Oil and gas refining company CVR Energy (CVI) is down over 30% in the past year, far underperforming a rallying stock market. One trader sees shares trending lower over the coming weeks.
That’s based on the October 18 $22.50 puts. With 39 days until expiration, 8,302 contracts traded compared to a prior open interest of 113, for a 73-fold rise in volume on the trade. The buyer of the puts paid $1.15 to make the bearish bet.
CVR shares recently traded for about $23, so they would need to drop by $0.50, or just over 2%, for the option to move in-the-money.
The stock has been trending lower, and the strike price is right near the 52-week low of $22.66.
Operationally, CVR has struggled, as refining companies tend to see narrow margins when oil prices are flat or declining. Earnings have dropped 83% over the past year, amid a 12% drop in revenues. Shares trade at about 5 times earnings at current prices.

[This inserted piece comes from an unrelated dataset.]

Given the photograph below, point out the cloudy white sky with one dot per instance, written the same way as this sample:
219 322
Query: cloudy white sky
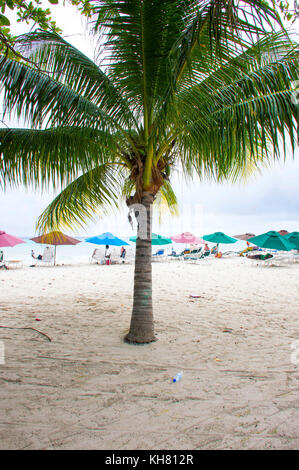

Action to take: While shares pay an 8.2% dividend at current prices, a continued slide in earning could put that payout at risk in the quarters ahead. Investors should look to avoid refining companies until oil prices show signs of strength, which can be better for refiner margins.
For traders, the October $22.50 puts are well positioned for further market weakness over the coming months. The options can likely see mid-double-digit returns over the coming weeks, and stand a strong chance of moving in-the-money.